A snowstorm on the twenty-first of December prevents Jake from going into Black Hawk for Christmas gifts, so they decide to have "a country Christmas," with homemade presents. Grandmother bakes gingerbread cookies, which they decorate with colored frosting. Otto makes candles and fastens them on the little cedar tree that Jake cut from the prairie. They send gifts to the Shimerdas.
Morning prayers on Christmas day are longer than usual. Grandfather reads from the Book of Matthew about the birth of Christ, then thanks the Lord for their food and comfort. He prays for the poor and destitute whose hardships are greater than their own, and a feeling of peace-on-earth pervades the household.
Late in the afternoon, Mr. Shimerda arrives and thanks them for their kindness to his family. After the Burdens ask him to stay for supper, he relaxes in the warm atmosphere. There is an uneasy moment when the candles are lighted on the Christmas tree and Mr. Shimerda falls on his knees and crosses himself. Grandmother fears that Grandfather — who is "rather narrow in religious matters" — will say something, but he just bows his head. After their guest leaves, Grandfather tells Jim that the prayers of all good people are good.
Analysis
In these chapters, we see a stark contrast between life in the Burden household and life in the Shimerda dugout. We also watch Mr. Shimerda sinking deeper and deeper into depression, caused in part by his own observation of the differences between the two households — differences both in material comforts and in the relationships among family members.
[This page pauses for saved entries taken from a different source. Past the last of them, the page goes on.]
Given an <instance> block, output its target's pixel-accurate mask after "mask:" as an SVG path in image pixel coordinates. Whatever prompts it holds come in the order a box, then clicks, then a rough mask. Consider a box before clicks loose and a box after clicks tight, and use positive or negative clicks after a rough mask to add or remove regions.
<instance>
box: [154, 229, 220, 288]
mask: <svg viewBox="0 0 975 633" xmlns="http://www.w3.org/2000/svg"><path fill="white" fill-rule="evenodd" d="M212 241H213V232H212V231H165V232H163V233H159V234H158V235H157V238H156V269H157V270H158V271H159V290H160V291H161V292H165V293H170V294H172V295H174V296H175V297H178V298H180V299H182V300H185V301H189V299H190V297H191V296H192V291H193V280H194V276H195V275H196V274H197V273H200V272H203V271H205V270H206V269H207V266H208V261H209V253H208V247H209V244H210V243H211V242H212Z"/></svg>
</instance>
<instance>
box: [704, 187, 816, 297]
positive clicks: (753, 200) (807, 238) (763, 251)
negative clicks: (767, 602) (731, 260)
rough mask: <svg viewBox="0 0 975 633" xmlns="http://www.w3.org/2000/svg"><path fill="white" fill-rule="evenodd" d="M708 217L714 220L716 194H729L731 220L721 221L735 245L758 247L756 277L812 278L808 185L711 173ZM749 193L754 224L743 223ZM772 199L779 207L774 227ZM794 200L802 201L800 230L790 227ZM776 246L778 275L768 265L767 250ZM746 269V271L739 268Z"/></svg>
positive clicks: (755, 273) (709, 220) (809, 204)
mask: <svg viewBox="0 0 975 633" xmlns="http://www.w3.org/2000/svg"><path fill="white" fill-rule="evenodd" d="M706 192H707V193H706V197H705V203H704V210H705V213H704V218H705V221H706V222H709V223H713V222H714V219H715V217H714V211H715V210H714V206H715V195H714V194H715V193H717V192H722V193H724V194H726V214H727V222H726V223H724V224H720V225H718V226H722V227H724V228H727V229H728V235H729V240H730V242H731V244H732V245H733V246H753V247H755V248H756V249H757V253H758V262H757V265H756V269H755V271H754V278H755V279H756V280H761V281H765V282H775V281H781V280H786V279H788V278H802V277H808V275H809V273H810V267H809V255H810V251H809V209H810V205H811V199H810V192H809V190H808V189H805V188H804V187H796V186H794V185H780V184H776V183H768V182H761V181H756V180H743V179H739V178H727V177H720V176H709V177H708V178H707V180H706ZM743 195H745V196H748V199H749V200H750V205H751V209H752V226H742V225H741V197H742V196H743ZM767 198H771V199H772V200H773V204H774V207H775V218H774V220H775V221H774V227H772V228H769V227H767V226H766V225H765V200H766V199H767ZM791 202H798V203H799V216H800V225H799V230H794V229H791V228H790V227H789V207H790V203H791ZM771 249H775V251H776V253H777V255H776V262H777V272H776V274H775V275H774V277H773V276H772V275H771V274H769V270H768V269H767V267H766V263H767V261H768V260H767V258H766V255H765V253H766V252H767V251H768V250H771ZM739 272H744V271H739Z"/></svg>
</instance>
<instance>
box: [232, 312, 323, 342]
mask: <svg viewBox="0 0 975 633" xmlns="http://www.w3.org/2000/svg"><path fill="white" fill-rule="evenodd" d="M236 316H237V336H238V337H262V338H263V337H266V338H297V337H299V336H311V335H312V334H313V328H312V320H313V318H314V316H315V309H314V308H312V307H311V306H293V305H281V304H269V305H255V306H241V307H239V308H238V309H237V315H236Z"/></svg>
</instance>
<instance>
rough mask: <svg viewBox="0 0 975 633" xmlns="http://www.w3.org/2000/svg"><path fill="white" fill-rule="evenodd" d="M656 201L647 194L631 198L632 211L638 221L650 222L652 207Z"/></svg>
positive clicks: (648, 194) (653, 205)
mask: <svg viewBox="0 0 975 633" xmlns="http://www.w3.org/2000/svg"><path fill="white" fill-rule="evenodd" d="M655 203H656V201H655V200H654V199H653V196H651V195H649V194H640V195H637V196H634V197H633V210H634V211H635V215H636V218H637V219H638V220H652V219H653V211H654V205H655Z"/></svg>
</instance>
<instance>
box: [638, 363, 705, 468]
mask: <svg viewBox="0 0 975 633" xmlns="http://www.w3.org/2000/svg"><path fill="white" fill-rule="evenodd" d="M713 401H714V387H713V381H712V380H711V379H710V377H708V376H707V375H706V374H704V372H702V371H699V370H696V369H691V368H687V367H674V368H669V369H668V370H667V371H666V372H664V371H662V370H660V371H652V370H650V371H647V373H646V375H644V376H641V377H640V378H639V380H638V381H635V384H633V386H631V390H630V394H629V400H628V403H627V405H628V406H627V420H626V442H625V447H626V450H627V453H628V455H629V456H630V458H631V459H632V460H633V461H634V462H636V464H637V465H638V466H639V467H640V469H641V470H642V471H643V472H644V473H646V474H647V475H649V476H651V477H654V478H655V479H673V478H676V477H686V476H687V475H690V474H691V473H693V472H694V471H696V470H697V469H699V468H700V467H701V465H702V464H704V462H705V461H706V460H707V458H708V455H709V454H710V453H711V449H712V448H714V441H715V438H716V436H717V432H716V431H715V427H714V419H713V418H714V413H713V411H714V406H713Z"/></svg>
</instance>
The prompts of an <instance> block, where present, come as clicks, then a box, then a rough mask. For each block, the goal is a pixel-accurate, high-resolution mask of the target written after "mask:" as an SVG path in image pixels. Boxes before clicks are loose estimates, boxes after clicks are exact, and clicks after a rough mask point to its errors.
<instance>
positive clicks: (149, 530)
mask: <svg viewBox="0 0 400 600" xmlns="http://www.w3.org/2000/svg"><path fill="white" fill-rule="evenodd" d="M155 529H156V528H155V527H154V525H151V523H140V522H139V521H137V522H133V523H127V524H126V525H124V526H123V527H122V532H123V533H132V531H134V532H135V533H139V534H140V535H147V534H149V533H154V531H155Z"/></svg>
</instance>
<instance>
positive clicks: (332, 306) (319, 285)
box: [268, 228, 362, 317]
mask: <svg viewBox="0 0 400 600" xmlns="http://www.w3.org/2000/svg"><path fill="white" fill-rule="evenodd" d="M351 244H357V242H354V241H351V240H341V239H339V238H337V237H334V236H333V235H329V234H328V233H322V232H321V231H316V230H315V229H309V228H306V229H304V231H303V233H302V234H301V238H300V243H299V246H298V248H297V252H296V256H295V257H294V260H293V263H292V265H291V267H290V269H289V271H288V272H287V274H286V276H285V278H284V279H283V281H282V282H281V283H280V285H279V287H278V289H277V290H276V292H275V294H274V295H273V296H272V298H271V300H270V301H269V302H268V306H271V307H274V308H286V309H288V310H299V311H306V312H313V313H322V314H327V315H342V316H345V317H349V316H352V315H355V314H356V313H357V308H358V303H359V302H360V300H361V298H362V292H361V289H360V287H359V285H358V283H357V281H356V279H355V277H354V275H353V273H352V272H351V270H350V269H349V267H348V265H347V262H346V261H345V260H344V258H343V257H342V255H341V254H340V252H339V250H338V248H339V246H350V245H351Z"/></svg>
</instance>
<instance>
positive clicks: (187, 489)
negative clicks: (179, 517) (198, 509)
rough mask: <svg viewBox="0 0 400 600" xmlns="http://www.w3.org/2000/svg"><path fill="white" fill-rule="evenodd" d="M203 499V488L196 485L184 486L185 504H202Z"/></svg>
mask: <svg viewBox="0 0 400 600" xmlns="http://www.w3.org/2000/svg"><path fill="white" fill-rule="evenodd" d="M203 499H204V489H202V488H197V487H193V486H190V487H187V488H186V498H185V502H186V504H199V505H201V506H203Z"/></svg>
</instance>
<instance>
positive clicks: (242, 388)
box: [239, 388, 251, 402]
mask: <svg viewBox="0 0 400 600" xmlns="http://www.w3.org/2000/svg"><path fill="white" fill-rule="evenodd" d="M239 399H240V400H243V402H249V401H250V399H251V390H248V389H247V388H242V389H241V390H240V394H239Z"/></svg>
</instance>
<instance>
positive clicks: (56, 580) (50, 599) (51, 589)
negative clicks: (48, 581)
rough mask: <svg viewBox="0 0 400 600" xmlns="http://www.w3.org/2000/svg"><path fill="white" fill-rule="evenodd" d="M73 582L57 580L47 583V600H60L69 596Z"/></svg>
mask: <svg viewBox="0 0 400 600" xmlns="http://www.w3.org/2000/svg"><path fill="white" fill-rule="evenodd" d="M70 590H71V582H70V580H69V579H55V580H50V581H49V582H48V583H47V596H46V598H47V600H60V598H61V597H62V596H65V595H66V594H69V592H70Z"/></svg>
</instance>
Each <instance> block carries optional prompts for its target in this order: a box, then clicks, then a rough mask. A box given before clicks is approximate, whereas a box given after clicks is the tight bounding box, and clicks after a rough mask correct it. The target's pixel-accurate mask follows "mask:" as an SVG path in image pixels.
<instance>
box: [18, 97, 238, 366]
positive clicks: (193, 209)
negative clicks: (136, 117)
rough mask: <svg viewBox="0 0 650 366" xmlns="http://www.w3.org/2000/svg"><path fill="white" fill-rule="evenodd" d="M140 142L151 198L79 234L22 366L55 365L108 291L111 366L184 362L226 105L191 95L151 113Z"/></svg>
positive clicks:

When winter descends on the prairie, the Burdens are safe and warm and happy. The Shimerdas, however, are confined to their stuffy cave with only a few provisions; sadly, the few provisions they do have are rotting. Mrs. Shimerda blames the Burdens, whom she thinks should share more of their wealth. But Mr. Shimerda speaks calmly of his plans for the spring. Ántonia tries to explain her family's behavior to the Burdens. For example, to explain Mrs. Shimerda's outburst, she tells Grandmother that her mother is "so sad." When Grandmother is shocked that the girls sleep in a little cave in the wall "not much bigger than an oil barrel," Ántonia maintains that she likes to sleep there because it's warm. Ántonia makes the best of difficult situations, and she hopes for understanding and compassion between the two families.
When a snowstorm forces the Burdens to have an old-fashioned Christmas, members of the family, who themselves have been transplanted to the prairie, contribute items from their own "old countries": colored paper figures from Austria, ones that Otto's mother has sent him during the years, form a nativity scene under the tree, and Jim pastes Sunday School cards and advertising cards that he's brought from Virginia into a book for Yulka.
When Mr. Shimerda spends Christmas day with the Burdens, he seems to be in better spirits than they've seen him in a long time. "I suppose," Jim says, "in the crowded clutter of their cave, the old man had come to believe that peace and order had vanished from the earth, or existed only in the old world he had left so far behind."
Here, Cather states the key problem of all immigrants: the preservation of enough of their household goods and customs so as to make life bearable in a new world. Mr. Shimerda kneels before the Burdens' Christmas tree in reverence to his God, and Grandfather Burden bows his head and Protestantizes the atmosphere, seeing his own notion of God. Each man must preserve his own vision.
Glossary
bobs knobs, or small polished wheels of solid felt or leather with rounded edges.
Bohemie Ántonia is trying to pronounce Bohemia, the American name for her country. The Bohemian word for Bohemia is Bohèma.
horse sense [Informal] common sense.
make up a purse take up a collection.
Mamenka Cather may have misspelled the familiar Bohemian word for mama, which is maminka.
pommel the rounded, upward-projecting front part of a saddle.
quinsy former term for tonsillitis, inflammation of the tonsils.